To the charge nurse Dornberger said, “There’s nothing more we can do at the moment. Call me again, please, if there’s any change.”

“Yes, Doctor.”

When Dornberger had gone the student nurse asked, “What was it the doctor said—erythro . . . ?” She stumbled on the word.

“Erythroblastosis—it’s a blood disease in babies. It happens sometimes when the mother’s blood is Rh negative and the father’s Rh positive.” The young charge nurse with the red hair answered the question carefully but confidently, as she always did. The students liked being assigned to her; as well as having a reputation for being one of the most able nurses on staff, she was little more than twelve months away from her own student days, having graduated at the top of the senior class the year before. Knowing this, the student had no hesitation in extending her questioning.

“I thought when that happened they changed the baby’s blood at birth.”

“You mean by an exchange transfusion?”

“Yes.”

“That only happens in some cases.” The charge nurse went on patiently, “It may depend on the sensitization report on the mother’s blood. If the report is positive, it usually means the baby will be born with erythroblastosis and must be given an exchange transfusion immediately after birth. In this case the lab report was negative, so an exchange transfusion wasn’t necessary.” The charge nurse stopped. Then she added, thoughtfully, half to herself, “It’s strange, though, about those symptoms.”

Since their argument of several days ago on the subject of laboratory checks the senior pathologist had made no reference to David Coleman’s activities in the serology lab. Coleman had no idea what this silence implied—whether he had achieved his point and was to have direct charge of Serology, or if Pearson intended to return to the attack later. Meanwhile, though, the younger pathologist had fallen into the habit of dropping into the lab regularly and reviewing the work being done. As a result he had already formulated several ideas for changes in procedure, and some of the minor ones had been put into effect during the last day or two.

Between himself and Carl Bannister, the elderly lab technician, there was something with might be considered close to an armed truce. John Alexander, on the other hand, had made it plain that he welcomed Coleman’s attention to the lab and in the last two days already had made a few suggestions which Coleman had approved.

Alexander had returned to work the day after his wife had been brought to the hospital, despite a gruff but kindly suggestion from Pearson that he could take time off if he wished. Coleman had heard Alexander tell the old pathologist, “Thank you all the same, Doctor; but if I don’t work I’ll think too much, and it wouldn’t help.” Pearson had nodded and said that Alexander could do as he pleased and leave the lab to go upstairs and see his wife and baby whenever he wished.
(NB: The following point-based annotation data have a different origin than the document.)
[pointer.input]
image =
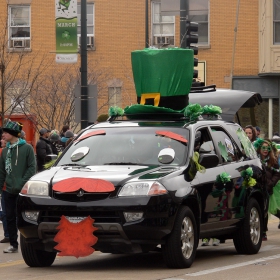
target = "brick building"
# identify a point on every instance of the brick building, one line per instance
(115, 28)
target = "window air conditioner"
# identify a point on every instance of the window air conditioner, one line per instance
(90, 41)
(164, 40)
(18, 43)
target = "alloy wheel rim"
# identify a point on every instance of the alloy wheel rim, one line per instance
(255, 226)
(187, 237)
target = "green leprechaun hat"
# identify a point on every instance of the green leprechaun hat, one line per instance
(163, 77)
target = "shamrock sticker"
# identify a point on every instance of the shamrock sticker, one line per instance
(66, 35)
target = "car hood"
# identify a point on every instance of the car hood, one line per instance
(114, 174)
(230, 101)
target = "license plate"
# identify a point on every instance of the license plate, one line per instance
(75, 219)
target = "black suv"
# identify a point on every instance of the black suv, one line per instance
(174, 182)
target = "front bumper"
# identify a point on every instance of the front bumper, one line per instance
(114, 233)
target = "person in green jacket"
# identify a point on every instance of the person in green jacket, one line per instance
(17, 166)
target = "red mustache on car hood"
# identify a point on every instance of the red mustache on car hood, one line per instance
(87, 184)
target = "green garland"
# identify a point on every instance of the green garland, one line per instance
(115, 111)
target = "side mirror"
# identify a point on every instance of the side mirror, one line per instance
(166, 155)
(51, 157)
(208, 160)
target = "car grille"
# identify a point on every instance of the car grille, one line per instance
(98, 216)
(74, 196)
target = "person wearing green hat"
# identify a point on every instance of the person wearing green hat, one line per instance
(17, 166)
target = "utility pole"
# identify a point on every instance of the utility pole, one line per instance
(147, 24)
(184, 14)
(83, 50)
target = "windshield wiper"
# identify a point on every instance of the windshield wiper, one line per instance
(122, 163)
(73, 164)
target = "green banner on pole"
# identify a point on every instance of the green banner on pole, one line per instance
(66, 26)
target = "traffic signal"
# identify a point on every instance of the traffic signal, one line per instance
(192, 38)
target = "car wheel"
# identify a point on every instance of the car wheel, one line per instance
(33, 257)
(248, 239)
(180, 248)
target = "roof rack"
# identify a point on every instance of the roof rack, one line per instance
(163, 117)
(203, 88)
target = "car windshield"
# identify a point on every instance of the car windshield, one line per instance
(126, 146)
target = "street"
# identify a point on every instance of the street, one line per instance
(221, 262)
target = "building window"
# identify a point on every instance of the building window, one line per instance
(19, 26)
(115, 96)
(90, 25)
(17, 101)
(276, 22)
(198, 12)
(163, 27)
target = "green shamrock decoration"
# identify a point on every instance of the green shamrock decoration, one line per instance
(223, 151)
(65, 4)
(66, 35)
(247, 145)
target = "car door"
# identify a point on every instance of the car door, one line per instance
(210, 212)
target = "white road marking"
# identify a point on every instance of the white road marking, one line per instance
(208, 271)
(269, 248)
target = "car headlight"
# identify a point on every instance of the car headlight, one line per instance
(36, 188)
(143, 189)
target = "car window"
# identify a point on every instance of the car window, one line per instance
(204, 143)
(226, 146)
(135, 145)
(246, 147)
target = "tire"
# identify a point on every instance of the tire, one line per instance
(180, 248)
(248, 238)
(33, 257)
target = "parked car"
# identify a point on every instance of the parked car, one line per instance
(174, 182)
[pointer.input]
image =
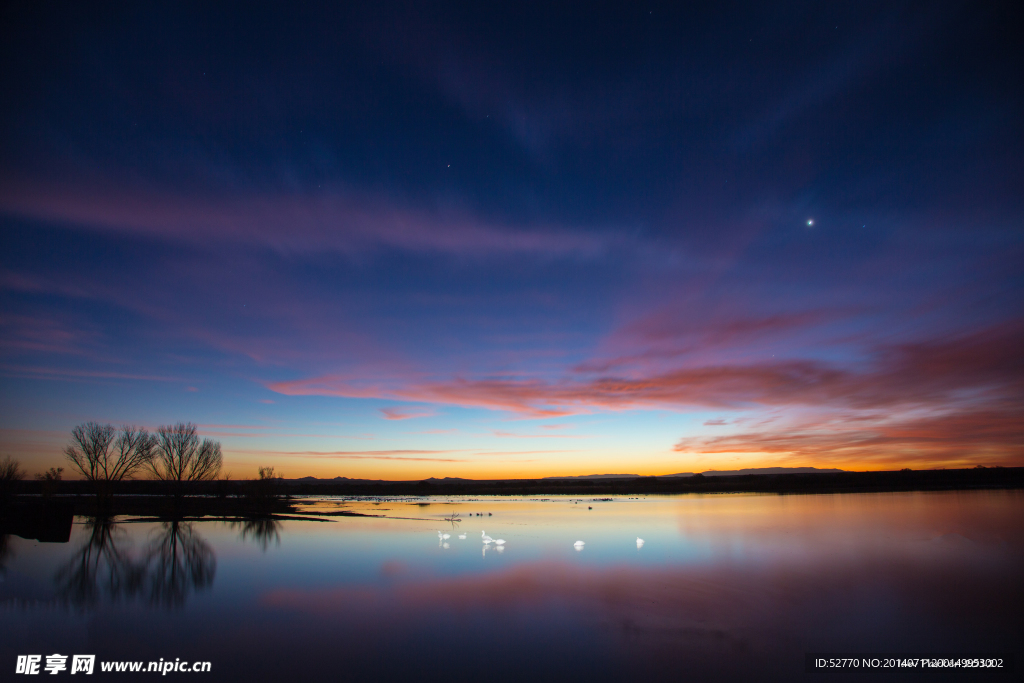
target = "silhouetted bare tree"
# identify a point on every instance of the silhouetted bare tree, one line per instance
(178, 561)
(10, 471)
(102, 454)
(179, 456)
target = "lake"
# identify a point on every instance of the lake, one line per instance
(726, 587)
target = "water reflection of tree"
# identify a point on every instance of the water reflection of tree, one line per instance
(261, 530)
(175, 562)
(178, 561)
(101, 565)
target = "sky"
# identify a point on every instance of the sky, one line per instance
(512, 240)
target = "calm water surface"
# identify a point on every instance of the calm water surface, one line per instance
(723, 588)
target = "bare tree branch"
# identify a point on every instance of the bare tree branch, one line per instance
(103, 454)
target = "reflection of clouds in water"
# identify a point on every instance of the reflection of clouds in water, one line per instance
(103, 568)
(6, 553)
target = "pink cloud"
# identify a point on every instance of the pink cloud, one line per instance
(406, 414)
(330, 219)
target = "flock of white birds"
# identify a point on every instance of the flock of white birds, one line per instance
(442, 541)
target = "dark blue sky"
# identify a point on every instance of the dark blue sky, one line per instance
(508, 239)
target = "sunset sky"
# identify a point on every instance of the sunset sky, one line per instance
(509, 239)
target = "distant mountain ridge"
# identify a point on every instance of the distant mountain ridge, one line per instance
(708, 473)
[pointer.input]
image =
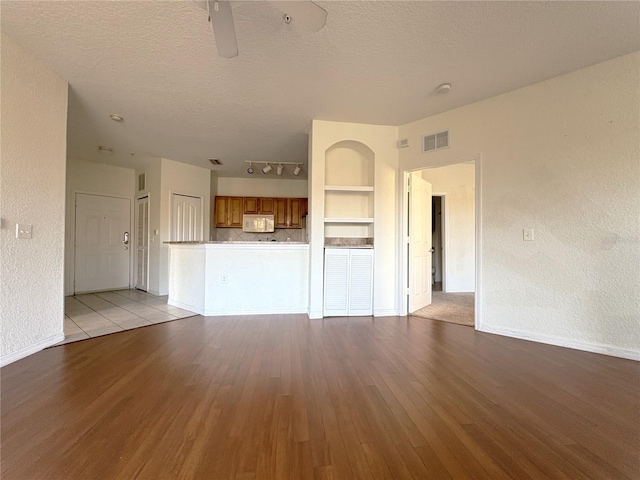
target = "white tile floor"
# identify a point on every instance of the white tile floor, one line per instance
(95, 314)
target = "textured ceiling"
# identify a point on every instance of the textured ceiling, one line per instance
(379, 62)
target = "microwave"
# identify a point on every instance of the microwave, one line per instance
(258, 223)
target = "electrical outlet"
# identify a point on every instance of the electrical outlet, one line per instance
(23, 231)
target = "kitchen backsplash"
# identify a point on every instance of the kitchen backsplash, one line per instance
(280, 235)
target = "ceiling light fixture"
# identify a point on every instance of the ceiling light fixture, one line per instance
(444, 88)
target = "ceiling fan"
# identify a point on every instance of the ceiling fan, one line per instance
(304, 11)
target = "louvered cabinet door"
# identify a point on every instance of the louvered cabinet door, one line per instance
(360, 282)
(348, 282)
(336, 282)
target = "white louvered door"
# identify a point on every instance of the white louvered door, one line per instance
(348, 282)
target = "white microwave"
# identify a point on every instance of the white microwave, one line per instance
(258, 223)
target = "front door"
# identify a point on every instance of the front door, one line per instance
(142, 244)
(102, 243)
(420, 242)
(186, 218)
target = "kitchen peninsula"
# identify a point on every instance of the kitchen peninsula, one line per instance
(239, 278)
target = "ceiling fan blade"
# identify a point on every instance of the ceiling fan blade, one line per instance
(223, 29)
(304, 12)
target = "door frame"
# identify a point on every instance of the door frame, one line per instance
(72, 233)
(404, 238)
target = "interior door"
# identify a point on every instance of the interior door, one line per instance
(186, 218)
(142, 244)
(420, 239)
(102, 243)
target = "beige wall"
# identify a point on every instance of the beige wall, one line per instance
(32, 191)
(561, 157)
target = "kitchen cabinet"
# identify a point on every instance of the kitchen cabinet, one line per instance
(348, 282)
(228, 211)
(287, 212)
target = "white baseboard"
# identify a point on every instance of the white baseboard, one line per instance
(386, 312)
(30, 350)
(564, 342)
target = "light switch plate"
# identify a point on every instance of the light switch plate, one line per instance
(23, 231)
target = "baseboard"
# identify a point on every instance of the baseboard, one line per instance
(30, 350)
(386, 312)
(563, 342)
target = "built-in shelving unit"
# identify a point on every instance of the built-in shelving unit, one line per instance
(349, 191)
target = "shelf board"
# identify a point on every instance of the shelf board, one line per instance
(348, 188)
(348, 220)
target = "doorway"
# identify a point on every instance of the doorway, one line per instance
(102, 235)
(453, 208)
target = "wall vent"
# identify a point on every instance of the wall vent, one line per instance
(404, 143)
(435, 141)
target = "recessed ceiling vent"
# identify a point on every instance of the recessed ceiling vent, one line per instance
(435, 141)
Now David Coleman opened the door of the serology lab and went in.

He found John Alexander at the center lab bench, looking up from a microscope, and, facing him, a white-coated woman with extremely large breasts whom Coleman recalled vaguely having seen around the hospital several times since his own arrival.

As he entered Alexander was saying, “I think perhaps you should ask Dr. Pearson or Dr. Coleman. I’ll be making my report to them.”